Yukarıdaki sorulara ister evet diyelim ister hayır romantik bağlantı seçimlerimiz daima tıpkı döngüde tekrar ediyorsa, daima misal bireyler ile kendimizi yakın ilgide buluyorsak ya da daima birebir tiplerden hoşlanıyor ve onlara aşık oluyorsak yahut daima benzeri halde bağlanamıyor, sevemiyor ve kaçıyorsak yakınlıktan, tüm dertlere karşın bağlanıp ayrılamıyorsak şayet tüm bunların manası var. Tüm bunları anlaşılmasına, fark edilmesine ve niçin buralara sürüklendiğimizi kendimize açıklamaya gereksinimimiz var demektir.
Ve tüm bunların şifresi GEÇMİŞ’imizle ve GEÇMİŞ bağlarımızla bilhassa çocukluktaki GEÇMİŞ’imizle ilgisi var. Aslında bu GEÇMİŞ, geçmemiş bizim için. Geçmişte kalmış tesiri bizimle devam ediyor. Şimdiki vaktimizi, bu günümüzü etkilemeye devam ediyor.
Bu etkiyi, bu ilişkiyi ve bu döngüyü fark ederek, anlayarak ve manalandırarak birşeyleri değiştirebiliriz lakin.
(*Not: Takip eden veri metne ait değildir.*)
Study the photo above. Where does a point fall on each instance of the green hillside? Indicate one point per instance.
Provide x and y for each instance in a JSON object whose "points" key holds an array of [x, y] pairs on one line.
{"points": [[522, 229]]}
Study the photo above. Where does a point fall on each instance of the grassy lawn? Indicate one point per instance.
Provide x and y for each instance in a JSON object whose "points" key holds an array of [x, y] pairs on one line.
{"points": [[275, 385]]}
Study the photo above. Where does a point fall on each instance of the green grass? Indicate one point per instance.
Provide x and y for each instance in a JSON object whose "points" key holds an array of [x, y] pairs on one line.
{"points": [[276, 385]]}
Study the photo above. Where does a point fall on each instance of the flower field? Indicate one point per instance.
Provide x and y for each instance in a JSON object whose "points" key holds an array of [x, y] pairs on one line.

İlk yuvamız annemizin karnı, sonra meskenimiz ve büyüdüğümüz yerler. Birinci münasebetimiz birinci yuvamızda yani annemizin karnında başlar. Birinci ve en yakın alakamız annemizledir münasebetiyle daha onu görmeden duymadan bile hissederek oluşan bir bağ. O yüzden annemizin her durumu bizi tesirler. Gebelik süreci, doğum süreci, bebeklik, çocukluk, ergenlik ve yetişkin safhalarının hepsinde yeni yeni bağlantılar kurar kendimizi inşa ederiz. Doğduğumuz mesken, içlerine karıştığımız aile ile temel ilgilerimizi inşa ederiz. En çok da bakımveren(ler)imizle (çoğunlukla anneler). Ailedeki her bireyin bizimle ve birbirleiryle olan bağlantıdan etkileniriz ve onları etkileriz tıpkı vakitte. Münasebetiyle ailemizde öğreniriz alakayı, yakınlık kurmayı yahut uzakta durmayı, nerde ve ne kadar durmayı yahut nerden kaçmayı, kaçamadığımızda ne yapmayı… hepsini ve herşeyi orada öğreniriz.
Bu yüzden sonrasında kurduğumuz münasebetler, yakınlık ve uzaklıklarımızın hepsi ailemizden biricik birinci ilişki(ler)imizden çok etkilenir. Onun üzerine inşa ederiz. Bir nevi tekrar ettiririz tıpkı senaryoyu: bazen düzeltmek için bazen de tıpkı biçimde tekrar etmek için. bireyler değişir, rolleri oynayanlar değişir fakat senaryo tekrar eder kendini. Beynimiz tanıdıklığı sever sonuçta, sıkıntı olsa da karışık olsa da, bize ziyanlı olsa da. Bildiğimizi yaparız ve bilmediğimizden korkarız birebir vakitte. O yüzden birebir senaryoyu tekrar ederiz. Bazen senaryoda kusurlar buluruz, rahatsız eder bizi. Bu yüzden senaryoyu düzeltmek için yine birebir bağlantıları çekeriz hayatımıza. Aslında uğraşımız şimdiki şahıslarla değildir çoğunlukla geçmişimizdeki şahıslarla ya da kendimizledir. Yalnızca onları aktör olarak alırız senaryoya. Böylelikle döngü tekrar eder durur. Olayın geçmişimizle geçmişteki kendimiz yahut bağlantılarımızla ilgili olduğunu fark edip anlayana kadar…
Seçimlerimizin, döngülerin ve aynılıkların bir manası olduğunu fark etmek, anlamak, öğrenmek ve şuurla ilgilerimizi ele aldığımızda geçmişin tesirlerinden bağımsız onları biricik kendileri olarak kıymetlendirebilir ve onlarla ilişkilenebiliriz.
Tabi ki bu süreç kolay değil. Birşeylerin aykırı gittiğini, güya bizi birşeyleri istemsizce oraya çektiğini düşündüğümüzde geçmişin güçlü tesirini, geçmişin günümüzle ilgisini ve temasını hatırlatsın. Bunları kendimiz çözemediğimizde ve hayatımızı çok etkilediğini yahut engellediğini düşündüğümüzde profesyonel dayanak almak yanlışsız bir adım olacaktır.